Most homeowners have seen the outlets with the little test and reset buttons and never thought much about them. Those are GFCI devices, and along with their less visible cousin, the AFCI, they are two of the most effective pieces of electrical safety equipment in a modern home. They are also two of the things most consistently missing from older houses in the Tulsa area. Here is what each one does, why it matters, and how to tell whether your home has the protection it should.
What a GFCI actually does
GFCI stands for ground fault circuit interrupter. It watches the flow of electricity in a circuit, and if it detects a difference between the current going out and the current coming back, which can mean electricity is escaping along an unintended path such as through a person, it cuts power within milliseconds. That speed is the difference between a startle and a serious injury. Current code requires GFCI protection in all the wet and outdoor spots in a house: bathrooms, kitchens, garages, basements, and exterior outlets. In homes that predate those requirements, the protection is often missing entirely.
What an AFCI does differently
AFCI stands for arc fault circuit interrupter, and it guards against a different hazard. An arc fault is a dangerous electrical discharge that can happen inside a wall when wiring is damaged, deteriorated, or poorly connected. Arc faults are a leading cause of residential electrical fires, and a standard breaker will not necessarily catch one, because the current involved may never exceed the breaker’s rating. An AFCI recognizes the electrical signature of the arc itself.
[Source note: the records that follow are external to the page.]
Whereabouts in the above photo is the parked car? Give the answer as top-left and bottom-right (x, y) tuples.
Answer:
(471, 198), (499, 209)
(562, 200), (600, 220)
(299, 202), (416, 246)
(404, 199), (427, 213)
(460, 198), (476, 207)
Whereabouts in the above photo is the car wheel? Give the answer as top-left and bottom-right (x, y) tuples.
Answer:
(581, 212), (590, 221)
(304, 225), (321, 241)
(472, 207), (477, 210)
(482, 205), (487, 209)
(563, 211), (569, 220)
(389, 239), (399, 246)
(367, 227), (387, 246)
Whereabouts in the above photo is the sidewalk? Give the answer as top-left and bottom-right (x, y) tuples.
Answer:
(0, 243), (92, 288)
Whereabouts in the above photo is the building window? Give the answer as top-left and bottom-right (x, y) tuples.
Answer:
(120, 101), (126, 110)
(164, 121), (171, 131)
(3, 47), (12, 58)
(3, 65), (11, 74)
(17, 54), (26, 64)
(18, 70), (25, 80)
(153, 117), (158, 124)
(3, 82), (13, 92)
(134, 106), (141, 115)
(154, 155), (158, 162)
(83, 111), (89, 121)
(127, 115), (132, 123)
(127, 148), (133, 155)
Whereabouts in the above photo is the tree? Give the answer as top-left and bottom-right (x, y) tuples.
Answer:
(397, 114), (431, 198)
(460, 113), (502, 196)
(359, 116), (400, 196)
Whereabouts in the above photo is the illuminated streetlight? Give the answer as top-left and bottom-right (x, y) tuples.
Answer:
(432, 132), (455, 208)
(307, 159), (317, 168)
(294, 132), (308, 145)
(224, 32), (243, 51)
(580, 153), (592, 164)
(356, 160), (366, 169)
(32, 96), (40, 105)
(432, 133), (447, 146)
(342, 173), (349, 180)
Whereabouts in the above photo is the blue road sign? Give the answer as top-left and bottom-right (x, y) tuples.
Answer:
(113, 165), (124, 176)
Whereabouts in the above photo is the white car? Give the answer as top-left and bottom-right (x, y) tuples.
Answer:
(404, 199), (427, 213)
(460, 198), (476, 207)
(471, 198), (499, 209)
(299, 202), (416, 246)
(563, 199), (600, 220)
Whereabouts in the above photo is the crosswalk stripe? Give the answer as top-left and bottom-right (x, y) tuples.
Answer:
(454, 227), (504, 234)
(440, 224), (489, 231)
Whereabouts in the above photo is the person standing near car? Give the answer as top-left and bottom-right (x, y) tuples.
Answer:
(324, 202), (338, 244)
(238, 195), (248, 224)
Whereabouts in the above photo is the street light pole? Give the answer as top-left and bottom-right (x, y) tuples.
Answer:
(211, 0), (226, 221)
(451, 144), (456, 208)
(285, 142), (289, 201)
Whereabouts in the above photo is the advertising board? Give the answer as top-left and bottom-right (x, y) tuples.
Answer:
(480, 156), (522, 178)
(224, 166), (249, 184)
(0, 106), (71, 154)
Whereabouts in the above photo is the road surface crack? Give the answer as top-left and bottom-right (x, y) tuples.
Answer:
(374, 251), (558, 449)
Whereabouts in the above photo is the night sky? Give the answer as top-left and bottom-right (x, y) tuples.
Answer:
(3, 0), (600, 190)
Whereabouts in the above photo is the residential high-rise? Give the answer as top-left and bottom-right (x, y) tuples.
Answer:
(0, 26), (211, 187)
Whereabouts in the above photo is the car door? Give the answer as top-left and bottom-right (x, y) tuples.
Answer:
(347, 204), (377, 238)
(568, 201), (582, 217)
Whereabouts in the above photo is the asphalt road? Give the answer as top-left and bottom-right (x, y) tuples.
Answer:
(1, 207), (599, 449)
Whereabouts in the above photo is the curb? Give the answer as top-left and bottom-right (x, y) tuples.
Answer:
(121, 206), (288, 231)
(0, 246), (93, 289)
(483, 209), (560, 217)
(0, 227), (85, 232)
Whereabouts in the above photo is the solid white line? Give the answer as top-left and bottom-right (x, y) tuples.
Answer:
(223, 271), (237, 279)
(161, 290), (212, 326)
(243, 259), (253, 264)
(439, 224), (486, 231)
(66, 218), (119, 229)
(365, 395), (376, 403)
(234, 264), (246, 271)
Current code requires AFCI protection in bedrooms and most living areas, and older homes typically have none.
Why older homes miss both
The requirements for both devices have expanded steadily over the past several decades. Homes built or last rewired before the 1990s frequently lack GFCI protection where it is now required, and homes built before the 2000s usually have no AFCI protection at all. In established Tulsa-area neighborhoods where houses have not been updated since original construction, it is common to find bathrooms, kitchens, and garages without GFCI protection and bedrooms without AFCI protection. The homeowners rarely know until they ask.
How to tell what you have
GFCI outlets are easy to spot: they carry the test and reset buttons on the face of the outlet, usually in bathrooms, kitchens, garages, and near exterior outlets. If you do not see those buttons anywhere in those locations, your home likely lacks proper GFCI protection. AFCI protection lives at the panel in the form of special breakers, so it is harder to confirm without opening the panel, which is a job for a licensed electrician rather than a flashlight and a guess.
The good news about the fix
Compared with a rewire or a panel upgrade, adding GFCI and AFCI protection is straightforward and relatively affordable, which is what makes it one of the highest-value safety improvements available for an older home. A proper job assesses the whole house, installs GFCI outlets and breakers where they are required, adds AFCI breakers at the panel for the right circuits, and tests every device to confirm it works before the electrician leaves.
The work belongs with a licensed professional. Half Moon Plumbing and Electric has served the Tulsa area since 2007 under Oklahoma Electrical Contractor License #00140295, assessing what a home currently has, explaining plainly what is missing, and installing what is needed to bring it up to current safety standards. As a back-to-back Tulsa World “Best in the World” winner for plumbing and water treatment in 2024 and 2025, the company treats GFCI and AFCI protection as one of the most practical upgrades an older home can get.
The takeaway
If your home is more than a couple of decades old and you have never confirmed its GFCI and AFCI coverage, assume there are gaps. An assessment is inexpensive, the fix is affordable, and the protection guards against the two hazards, shock and electrical fire, that homeowners least want to learn about the hard way.